(i) To find \(f'(x)\), integrate \(f''(x) = (4x + 1)^{-\frac{1}{2}}\):

\(f'(x) = \int (4x + 1)^{-\frac{1}{2}} \, dx = \frac{1}{2}(4x + 1)^{\frac{1}{2}} + c\).

Given \(f'(2) = 0\), substitute \(x = 2\):

\(\frac{1}{2}(4(2) + 1)^{\frac{1}{2}} + c = 0 \Rightarrow \frac{3}{2} + c = 0 \Rightarrow c = -\frac{3}{2}\).

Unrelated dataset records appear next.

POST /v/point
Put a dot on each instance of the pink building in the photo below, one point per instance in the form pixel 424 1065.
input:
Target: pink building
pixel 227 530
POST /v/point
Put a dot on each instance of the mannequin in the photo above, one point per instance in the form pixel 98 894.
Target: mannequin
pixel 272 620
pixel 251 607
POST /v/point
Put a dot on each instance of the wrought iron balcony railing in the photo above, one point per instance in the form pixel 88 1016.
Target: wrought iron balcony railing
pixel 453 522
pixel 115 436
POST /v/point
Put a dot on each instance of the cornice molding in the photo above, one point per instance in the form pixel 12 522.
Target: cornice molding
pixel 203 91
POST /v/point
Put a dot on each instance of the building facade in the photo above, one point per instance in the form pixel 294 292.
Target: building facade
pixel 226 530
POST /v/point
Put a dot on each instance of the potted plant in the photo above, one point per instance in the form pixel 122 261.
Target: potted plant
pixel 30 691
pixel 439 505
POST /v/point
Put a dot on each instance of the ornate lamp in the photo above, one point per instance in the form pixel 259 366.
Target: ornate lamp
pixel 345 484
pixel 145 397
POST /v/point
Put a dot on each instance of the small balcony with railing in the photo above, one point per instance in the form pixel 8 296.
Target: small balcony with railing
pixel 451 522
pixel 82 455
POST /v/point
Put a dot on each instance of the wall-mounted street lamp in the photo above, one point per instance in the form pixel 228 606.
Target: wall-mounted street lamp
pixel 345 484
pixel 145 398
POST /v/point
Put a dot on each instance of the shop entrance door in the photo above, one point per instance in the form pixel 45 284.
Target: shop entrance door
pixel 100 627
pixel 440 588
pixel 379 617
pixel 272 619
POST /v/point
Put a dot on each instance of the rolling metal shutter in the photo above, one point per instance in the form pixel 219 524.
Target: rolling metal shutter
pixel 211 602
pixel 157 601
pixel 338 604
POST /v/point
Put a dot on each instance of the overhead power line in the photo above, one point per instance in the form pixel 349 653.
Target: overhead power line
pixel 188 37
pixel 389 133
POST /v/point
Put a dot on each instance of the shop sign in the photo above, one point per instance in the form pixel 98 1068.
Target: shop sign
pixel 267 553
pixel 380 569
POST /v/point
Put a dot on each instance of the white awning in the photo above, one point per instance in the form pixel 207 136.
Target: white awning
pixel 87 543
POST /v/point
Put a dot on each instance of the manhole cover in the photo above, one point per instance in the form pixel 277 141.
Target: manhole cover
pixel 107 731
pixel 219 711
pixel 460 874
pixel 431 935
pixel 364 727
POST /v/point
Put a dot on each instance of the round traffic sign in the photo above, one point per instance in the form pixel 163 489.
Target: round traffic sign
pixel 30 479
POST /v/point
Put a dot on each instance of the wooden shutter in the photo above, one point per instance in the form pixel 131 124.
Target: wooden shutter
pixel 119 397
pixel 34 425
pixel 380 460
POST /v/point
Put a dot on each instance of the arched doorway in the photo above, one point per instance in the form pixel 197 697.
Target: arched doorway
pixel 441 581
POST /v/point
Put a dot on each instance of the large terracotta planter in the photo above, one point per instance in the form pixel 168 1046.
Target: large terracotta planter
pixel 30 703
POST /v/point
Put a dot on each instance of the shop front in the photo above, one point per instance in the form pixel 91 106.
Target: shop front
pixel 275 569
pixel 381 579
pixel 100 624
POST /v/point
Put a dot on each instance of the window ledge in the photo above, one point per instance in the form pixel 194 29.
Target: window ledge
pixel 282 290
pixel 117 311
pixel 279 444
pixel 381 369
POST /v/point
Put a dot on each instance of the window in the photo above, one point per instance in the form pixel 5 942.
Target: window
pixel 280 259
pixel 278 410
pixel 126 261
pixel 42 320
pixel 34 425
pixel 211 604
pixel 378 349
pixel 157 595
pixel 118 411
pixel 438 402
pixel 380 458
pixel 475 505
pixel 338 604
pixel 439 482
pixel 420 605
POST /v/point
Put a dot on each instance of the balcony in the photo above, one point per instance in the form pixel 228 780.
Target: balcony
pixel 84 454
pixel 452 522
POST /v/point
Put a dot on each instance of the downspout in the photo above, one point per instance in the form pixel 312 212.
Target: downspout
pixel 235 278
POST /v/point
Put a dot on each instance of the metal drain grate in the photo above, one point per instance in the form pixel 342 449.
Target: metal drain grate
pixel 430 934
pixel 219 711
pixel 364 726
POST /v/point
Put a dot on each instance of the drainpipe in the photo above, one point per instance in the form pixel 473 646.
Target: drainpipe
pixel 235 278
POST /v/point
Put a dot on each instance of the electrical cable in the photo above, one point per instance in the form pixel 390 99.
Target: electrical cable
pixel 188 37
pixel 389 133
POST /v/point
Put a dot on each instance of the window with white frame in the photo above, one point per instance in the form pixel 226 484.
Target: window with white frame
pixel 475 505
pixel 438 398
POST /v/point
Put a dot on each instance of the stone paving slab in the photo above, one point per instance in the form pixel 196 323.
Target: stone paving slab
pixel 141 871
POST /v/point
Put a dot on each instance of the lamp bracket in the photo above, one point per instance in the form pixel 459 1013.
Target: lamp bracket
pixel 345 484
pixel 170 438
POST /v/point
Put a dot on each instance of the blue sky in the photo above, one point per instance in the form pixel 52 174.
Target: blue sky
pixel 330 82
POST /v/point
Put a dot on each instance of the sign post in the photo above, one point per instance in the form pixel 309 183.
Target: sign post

Thus, \(f'(x) = \frac{1}{2}(4x + 1)^{\frac{1}{2}} - \frac{3}{2}\).

(ii) Given \(f''(0), f'(0), f(0)\) form an arithmetic progression:

\(f''(0) = 1\), \(f'(0) = \frac{1}{2} - \frac{3}{2} = -1\).

Arithmetic progression: \(1, -1, f(0)\).

Common difference \(d = -2\), so \(f(0) = -1 - 2 = -3\).

(iii) Integrate \(f'(x)\) to find \(f(x)\):

\(f(x) = \int \left( \frac{1}{2}(4x + 1)^{\frac{1}{2}} - \frac{3}{2} \right) \, dx\).

\(f(x) = \frac{1}{12}(4x + 1)^{\frac{3}{2}} - \frac{3}{2}x + k\).

Given \(f(0) = -3\), substitute \(x = 0\):

\(\frac{1}{12}(1)^{\frac{3}{2}} - 0 + k = -3 \Rightarrow \frac{1}{12} + k = -3 \Rightarrow k = -\frac{37}{12}\).

Thus, \(f(x) = \frac{1}{12}(4x + 1)^{\frac{3}{2}} - \frac{3}{2}x - \frac{37}{12}\).

Minimum value at \(x = 2\):

\(f(2) = \frac{1}{12}(9)^{\frac{3}{2}} - 3 - \frac{37}{12} = \frac{27}{12} - 3 - \frac{37}{12} = \frac{23}{6}\) or \(-3.83\).